The top performing vector is odd in another way. Because the tokens of the positive and negative side are subtracted from each other, a reasonable intuition is that the subtraction should point to a meaningful direction. However, some steering vectors that perform well in our test don't have that property. For the steering vector “Wedding Planning Adventures” - “Adventures in self-discovery”, the positive and negative side aren't well aligned per token level at all:

I think I don't see the Mystrie here.
When you directly subtract the steering prompts from each other, most of the results would not make sense, yes. But this is not what we do. 
We feed these Prompts into the Transformer and then subtract the residual stream activations after block n from each other.
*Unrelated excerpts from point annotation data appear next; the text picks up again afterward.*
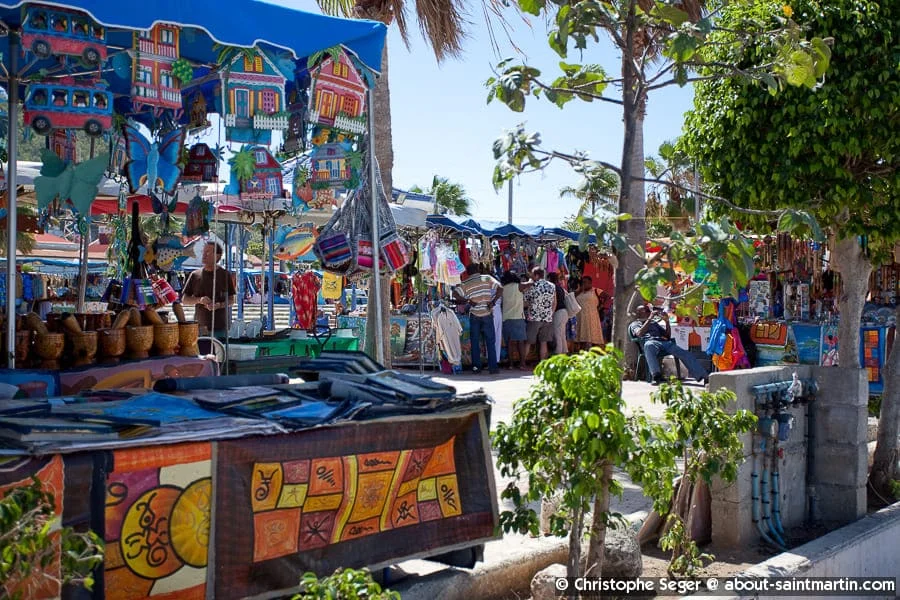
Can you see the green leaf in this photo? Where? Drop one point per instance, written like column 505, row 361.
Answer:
column 682, row 47
column 670, row 14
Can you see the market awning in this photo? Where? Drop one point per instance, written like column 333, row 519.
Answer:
column 501, row 229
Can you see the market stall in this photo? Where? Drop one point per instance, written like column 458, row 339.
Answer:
column 164, row 76
column 237, row 491
column 788, row 312
column 441, row 252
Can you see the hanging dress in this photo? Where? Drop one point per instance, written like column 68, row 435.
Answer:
column 305, row 292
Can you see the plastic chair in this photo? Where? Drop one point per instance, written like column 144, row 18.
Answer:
column 642, row 361
column 210, row 346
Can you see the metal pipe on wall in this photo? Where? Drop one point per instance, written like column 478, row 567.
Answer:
column 11, row 212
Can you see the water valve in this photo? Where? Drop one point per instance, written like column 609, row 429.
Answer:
column 785, row 424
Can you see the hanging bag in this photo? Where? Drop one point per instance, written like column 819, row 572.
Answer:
column 333, row 246
column 572, row 306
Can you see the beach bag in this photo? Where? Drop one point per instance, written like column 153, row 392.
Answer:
column 333, row 247
column 718, row 334
column 395, row 252
column 572, row 306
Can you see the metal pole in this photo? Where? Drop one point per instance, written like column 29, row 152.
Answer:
column 509, row 206
column 229, row 259
column 376, row 237
column 85, row 225
column 270, row 276
column 12, row 137
column 240, row 285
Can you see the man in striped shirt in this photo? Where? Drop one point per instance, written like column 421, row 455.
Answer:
column 481, row 292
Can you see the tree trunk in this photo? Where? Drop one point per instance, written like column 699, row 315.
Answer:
column 573, row 564
column 384, row 151
column 886, row 464
column 631, row 199
column 855, row 269
column 597, row 539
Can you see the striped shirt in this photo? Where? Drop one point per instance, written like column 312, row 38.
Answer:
column 479, row 290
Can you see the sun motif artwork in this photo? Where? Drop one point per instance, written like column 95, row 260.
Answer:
column 301, row 505
column 158, row 511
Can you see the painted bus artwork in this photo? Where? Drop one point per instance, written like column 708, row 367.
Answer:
column 68, row 106
column 51, row 31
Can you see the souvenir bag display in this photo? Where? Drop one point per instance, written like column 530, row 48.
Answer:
column 333, row 247
column 394, row 250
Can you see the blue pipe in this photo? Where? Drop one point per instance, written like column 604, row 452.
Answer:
column 754, row 484
column 776, row 510
column 766, row 511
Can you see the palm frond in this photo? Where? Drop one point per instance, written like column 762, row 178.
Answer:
column 443, row 24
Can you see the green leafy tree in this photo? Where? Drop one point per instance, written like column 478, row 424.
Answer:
column 659, row 44
column 672, row 200
column 29, row 546
column 597, row 191
column 567, row 435
column 697, row 429
column 835, row 152
column 343, row 584
column 449, row 197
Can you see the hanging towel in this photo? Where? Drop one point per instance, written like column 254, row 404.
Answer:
column 447, row 331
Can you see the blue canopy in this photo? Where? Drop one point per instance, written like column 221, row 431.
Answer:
column 501, row 229
column 244, row 23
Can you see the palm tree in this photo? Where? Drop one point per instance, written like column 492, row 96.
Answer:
column 597, row 192
column 449, row 198
column 668, row 200
column 442, row 24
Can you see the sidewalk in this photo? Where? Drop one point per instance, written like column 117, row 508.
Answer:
column 509, row 563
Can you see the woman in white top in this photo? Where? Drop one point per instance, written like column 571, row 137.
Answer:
column 513, row 318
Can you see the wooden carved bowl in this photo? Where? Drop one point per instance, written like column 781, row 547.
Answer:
column 139, row 340
column 84, row 347
column 112, row 344
column 187, row 338
column 165, row 338
column 23, row 346
column 49, row 347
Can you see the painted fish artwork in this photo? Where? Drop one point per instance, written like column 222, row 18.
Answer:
column 294, row 242
column 170, row 253
column 153, row 163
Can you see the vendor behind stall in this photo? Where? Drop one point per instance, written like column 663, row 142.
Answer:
column 211, row 308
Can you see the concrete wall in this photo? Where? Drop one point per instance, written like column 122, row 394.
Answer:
column 838, row 449
column 869, row 547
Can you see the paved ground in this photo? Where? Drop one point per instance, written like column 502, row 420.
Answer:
column 510, row 562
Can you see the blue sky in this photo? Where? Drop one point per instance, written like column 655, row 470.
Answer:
column 442, row 124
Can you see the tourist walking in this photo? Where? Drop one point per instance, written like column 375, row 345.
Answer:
column 540, row 304
column 560, row 316
column 589, row 327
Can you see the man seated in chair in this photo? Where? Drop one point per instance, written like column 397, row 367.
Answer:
column 652, row 331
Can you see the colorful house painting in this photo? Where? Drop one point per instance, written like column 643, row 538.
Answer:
column 252, row 97
column 153, row 84
column 331, row 166
column 202, row 165
column 338, row 95
column 265, row 184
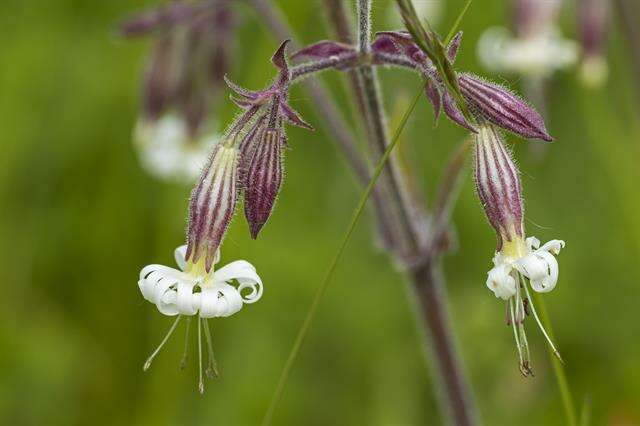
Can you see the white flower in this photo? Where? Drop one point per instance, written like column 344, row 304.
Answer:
column 537, row 55
column 536, row 263
column 176, row 292
column 516, row 263
column 191, row 291
column 167, row 151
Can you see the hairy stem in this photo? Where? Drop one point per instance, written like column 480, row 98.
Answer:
column 330, row 115
column 424, row 266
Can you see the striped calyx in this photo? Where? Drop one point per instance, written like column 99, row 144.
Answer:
column 498, row 185
column 212, row 205
column 263, row 179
Within the n layers, the attention heads have moved around the information between the positions. Here is one way, this could have happened:

The first 4 Blocks assess the sentiment of a whole sentence, and move this information to position 6 of the residual stream, the other positions being irrelevant. So, when we constructed the steering vector and recorded the activation after block 4, we have the first 5 positions of the steering vector being irrelevant and the 6th position containing a vector that points in a general "Wedding-ness" direction. When we add this steering vector to our normal prompt, the transformer acts as if the previous vector was really wedding related and 'keeps talking' about weddings.

Obviously, all the details are made up, but I don't see how a token for token meaningful alignment of the prompts of the steering vector should intuitively be helpful for something like this to work.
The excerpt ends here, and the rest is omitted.